US Dollar Forecast: USD/JPY to Follow Surging Treasury Yields
USD/JPY PRICE OUTLOOK: US DOLLAR LIKELY TO RISE AS TREASURY YIELDS SOAR
- The broader US Dollar could be showing signs of reversing as Treasury yields surge
- USD/JPY price action just printed a bullish engulfing candlestick on a weekly chart
- Dollar-Yen rebound looks to challenge a key area of resistance looming overhead
USD/JPY price action ripped higher this past week as the US Dollar advanced alongside surging Treasury yields. Particularly eye-catching was the 10-year Treasury yield spiking 20-basis points and eclipsing the psychologically-significant 1.00% level. This sharp move likely benefited the Dollar-Yen due to its generally positive correlation and sensitivity to swings in sovereign interest rates.
US DOLLAR INDEX PRICE CHART WITH 10-YEAR TREASURY YIELD OVERLAID: DAILY TIME FRAME (18 FEB 2020 TO 08 JAN 2021)
Whether or not the Dollar-Yen and US Treasury yields head higher largely hinges on details from fiscal stimulus and infrastructure bills set to be rolled out by the Biden administration. Owing to the democratic sweep solidified after the Georgia senate runoff, these spending packages are expected to carry ‘high price tags’ and now look easier to find enough support from both houses of congress.
If the 10-year US Treasury yield dips back below 100-basis points, however, this could invalidate the latest topside breakout. The rise might face pushback near the 1.25% level underpinned by its 18 March 2020 high before the 1.50% zone comes into focus as the next potential technical obstacle. Once again, an extended rise by Treasury yields likely stands to fuel US Dollar strength whereas a retracement back lower in yields could weigh negatively on USD/JPY price action.
USD/JPY PRICE CHART: DAILY TIME FRAME (26 JUN 2020 TO 08 JAN 2021)
The jump by USD/JPY over the last few trading sessions coincided with price action ricocheting off its bottom Bollinger Band. This corresponded with another failed push by Dollar-Yen bears into the 102.00-handle.

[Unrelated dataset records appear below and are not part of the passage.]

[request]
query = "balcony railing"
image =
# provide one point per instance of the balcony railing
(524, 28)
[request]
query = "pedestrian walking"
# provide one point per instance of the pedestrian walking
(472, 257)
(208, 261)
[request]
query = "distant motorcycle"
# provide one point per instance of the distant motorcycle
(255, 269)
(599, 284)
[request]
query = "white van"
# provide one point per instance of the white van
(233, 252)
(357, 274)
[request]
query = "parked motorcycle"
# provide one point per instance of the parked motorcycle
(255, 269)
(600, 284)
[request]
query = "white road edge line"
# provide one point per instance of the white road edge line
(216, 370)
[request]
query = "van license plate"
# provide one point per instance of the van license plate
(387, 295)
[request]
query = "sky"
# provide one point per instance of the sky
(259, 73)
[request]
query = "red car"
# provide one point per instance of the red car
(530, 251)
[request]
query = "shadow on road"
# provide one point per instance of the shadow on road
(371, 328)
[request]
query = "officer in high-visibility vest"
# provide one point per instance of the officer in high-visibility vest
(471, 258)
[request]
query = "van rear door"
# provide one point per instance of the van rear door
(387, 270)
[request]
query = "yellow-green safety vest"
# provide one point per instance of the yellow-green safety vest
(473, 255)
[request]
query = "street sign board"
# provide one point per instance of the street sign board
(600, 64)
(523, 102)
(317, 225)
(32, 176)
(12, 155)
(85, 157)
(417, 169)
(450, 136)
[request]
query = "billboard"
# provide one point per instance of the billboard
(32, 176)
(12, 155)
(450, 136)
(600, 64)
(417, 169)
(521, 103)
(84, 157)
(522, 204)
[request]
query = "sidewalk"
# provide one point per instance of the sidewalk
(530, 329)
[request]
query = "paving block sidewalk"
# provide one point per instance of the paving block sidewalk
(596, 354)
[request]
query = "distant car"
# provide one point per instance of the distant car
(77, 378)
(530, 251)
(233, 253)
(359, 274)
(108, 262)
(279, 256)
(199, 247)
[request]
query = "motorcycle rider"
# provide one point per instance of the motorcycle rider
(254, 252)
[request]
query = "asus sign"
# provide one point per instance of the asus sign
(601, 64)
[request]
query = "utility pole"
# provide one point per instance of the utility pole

Not to mention, a bullish engulfing candlestick appears to have formed on a weekly chart, which is typically indicative of a reversal in trend and continued upward momentum. USD/JPY price action now faces a critical test of technical resistance around the 104.00-104.50 zone, however. The area is underpinned by July and September lows as well as its 50-day simple moving average.
That said, eclipsing the upper rail of its apparent falling wedge pattern might validate the reversal and increase potential for a move by the Dollar-Yen toward its 200-day simple moving average. This bullish scenario could follow an extended move higher in US Treasury yields. On the other hand, if a smooth transfer of power between Trump and Biden is put into question, as it was during the clash on Capitol Hill this past week, this could spark capital outflows from the United States and strongarm the US Dollar lower.
USD/JPY PRICE CHART WITH ONE-WEEK RISK REVERSAL OVERLAID: DAILY TIME FRAME (18 SEP 2020 TO 08 JAN 2021)
Shifting focus to USD/JPY risk reversals we can see that forex options traders have grown increasingly bullish toward the Dollar. In fact, the one-week risk reversal of -0.09 is the highest reading since May 2017. USD/JPY call-put skew readings have ascended sharply across multiple tenors and are now a stone’s throw away from flipping into positive territory.Considering a risk reversal reading above zero indicates that the demand for call option volatility (upside protection) exceeds that of put option volatility (downside protection), this hints at an underlying shift in bias from bearish to bullish.